The joint cdf $F(x,y) = P(X \leq x, Y \leq y) = P(X \leq \min(x,y))$ has a "ridge" along $x=y$ which prevents it from being differentiable. Formally the "density" would be $f_X(x) \delta(x-y)$ where $\delta$ is the dirac distribution (generalized function), but it makes no sense to plug this in into the integral formula for mutual information of continuous variables since the log of a distribution (generalized function) and product of distributions (generalized function) with non-disjoint support isn't defined.
What you can do is to consider $X$ with a discrete distribution with $2^n$ equiprobable values in $[0,1]$, then $I(X;Y) = H(X) = n$. Then you get that the supremum over those distributions is $\infty$ and thus $C = \infty$.
You can relate differential entropy to classical entropy by considering a quantization of the continuous random variable, see my answer here Differential Entropy
This interpretation says that the entropy of the quantized variable is approximately (in fine quantization limit) equal to the differential entropy plus the entropy of a uniform variable with $2^n$ values if quantization is done uniformly with intervals of length $\Delta = 2^{-n}$. In case of $(X,Y)$ being continuous this means that the continuous mutual information $I(X;Y) = h(X)-h(X|Y)$ both terms have the additional $\log \Delta$ terms when comparing to the discrete mutual information of the quantized versions of the variables. This motivates the usage of continuous mutual information as a fine quantization limit or quantization independent measure.
Edit:
That $I(X;Y)$ isn't defined when $(X,Y)$ doesn't have a pdf might be a bit of a cop-out. You may also consider the channel $Y=X$ as the limit of channels $Y_\sigma = X + Z_\sigma$ where $Z_\sigma \sim N(0,\sigma)$ and $X$ and $Z_\sigma$ are independent. The limit considered is when $\sigma \to 0$.

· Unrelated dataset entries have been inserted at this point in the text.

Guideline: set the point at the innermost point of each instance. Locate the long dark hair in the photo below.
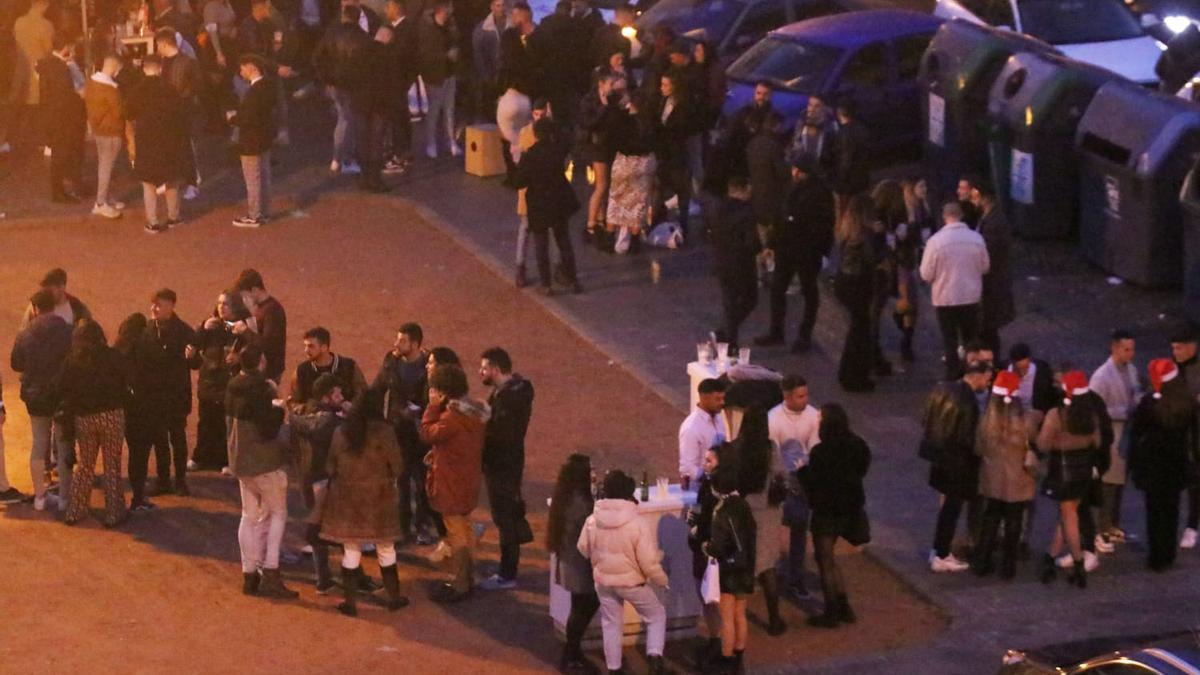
(130, 333)
(753, 451)
(88, 344)
(367, 407)
(574, 482)
(1176, 408)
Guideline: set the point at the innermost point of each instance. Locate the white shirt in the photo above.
(793, 434)
(699, 432)
(954, 263)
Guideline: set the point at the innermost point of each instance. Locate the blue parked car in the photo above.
(870, 57)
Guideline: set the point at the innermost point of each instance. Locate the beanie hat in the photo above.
(1007, 383)
(1074, 383)
(1162, 370)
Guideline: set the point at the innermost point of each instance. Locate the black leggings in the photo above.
(583, 608)
(832, 583)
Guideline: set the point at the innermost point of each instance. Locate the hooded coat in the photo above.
(455, 434)
(623, 549)
(364, 502)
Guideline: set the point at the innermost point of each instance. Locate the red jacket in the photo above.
(456, 435)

Then $I(X;Y_\sigma) = h(Y_\sigma) - h(Y_\sigma|X)$. The pdf of $Y_\sigma$ is the convolution of the pdf of $X$ and $Z_\sigma$, so in case $X$ is uniform on $[0,1]$ it will be a mollified (smoothed) version of the uniform distribution on $[0,1]$ and will tend to the uniform distribution as $\sigma \to 0$. So $h(Y_\sigma) \to 0$ as $\sigma \to 0$. The distribution of $Y_\sigma$ conditioned on $X=x$ will be $N(x,\sigma)$ and thus have differential entropy $\log(\sigma \sqrt{2\pi e})$ which is independent of $x$ so integrating it multiplied with the pdf of $X$ gives $h(Y_\sigma | X) = \log(\sigma \sqrt{2\pi e}) \to -\infty$ and thus $C_\sigma = \sup_X h(Y_\sigma)-h(Y_\sigma|X) \to \infty$ as $\sigma \to 0$.
This indicates that $h(X|X)$ might be interpreted as $-\infty$ which certainly isn't 0. This is also consistent with $h(Z_\sigma) \to -\infty$ as $\sigma \to 0$ which is considering a constant random variable approximated by gaussians. The same happens if you consider uniform distribution $U_n$ on $[0,2^{-n}]$ where $h(U_n) = -n \to -\infty$, etc.

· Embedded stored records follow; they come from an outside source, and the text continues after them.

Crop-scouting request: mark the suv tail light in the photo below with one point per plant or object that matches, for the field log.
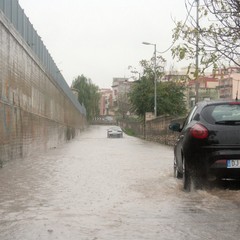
(199, 131)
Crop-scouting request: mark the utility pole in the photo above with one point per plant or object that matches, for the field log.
(197, 53)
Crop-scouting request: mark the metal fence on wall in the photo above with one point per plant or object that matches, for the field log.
(20, 21)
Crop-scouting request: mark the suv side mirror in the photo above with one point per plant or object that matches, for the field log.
(176, 127)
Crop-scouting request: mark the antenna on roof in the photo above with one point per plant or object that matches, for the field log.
(237, 91)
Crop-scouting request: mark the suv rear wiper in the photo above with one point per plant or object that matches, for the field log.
(228, 122)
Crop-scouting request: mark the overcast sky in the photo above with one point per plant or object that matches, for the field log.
(101, 38)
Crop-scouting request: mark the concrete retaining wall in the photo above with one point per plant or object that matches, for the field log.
(35, 112)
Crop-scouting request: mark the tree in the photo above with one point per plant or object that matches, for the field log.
(170, 95)
(215, 32)
(88, 95)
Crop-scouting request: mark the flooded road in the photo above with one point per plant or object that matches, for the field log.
(99, 188)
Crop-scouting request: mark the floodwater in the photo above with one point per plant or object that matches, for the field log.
(95, 188)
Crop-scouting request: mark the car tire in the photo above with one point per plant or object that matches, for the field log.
(187, 178)
(176, 172)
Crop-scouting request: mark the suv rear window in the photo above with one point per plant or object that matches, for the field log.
(227, 113)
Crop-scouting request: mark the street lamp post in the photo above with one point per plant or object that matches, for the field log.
(155, 76)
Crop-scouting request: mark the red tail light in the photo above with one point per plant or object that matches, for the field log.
(199, 131)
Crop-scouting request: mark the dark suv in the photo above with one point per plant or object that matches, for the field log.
(208, 143)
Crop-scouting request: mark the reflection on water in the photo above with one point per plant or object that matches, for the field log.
(100, 188)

However, beware of overinterpreting this. You may also consider an approximation $D_{m,n}$ of a discrete variable with $2^n$ equiprobable values in $[0,1]$ by placing intervals of width $2^{-m}$ (where $m\geq n$) covering each of the $2^n$ values. Then $h(D_{m,n}) = n-m \to -\infty$ as $m\to \infty$. So making the continuous variable approach a discrete distribution makes its differential entropy tend to $-\infty$.
So, just because differential entropy "is" $-\infty$ doesn't mean the random variable is constant. This also illustrates another aspect of the difference between classical entropy and differential entropy.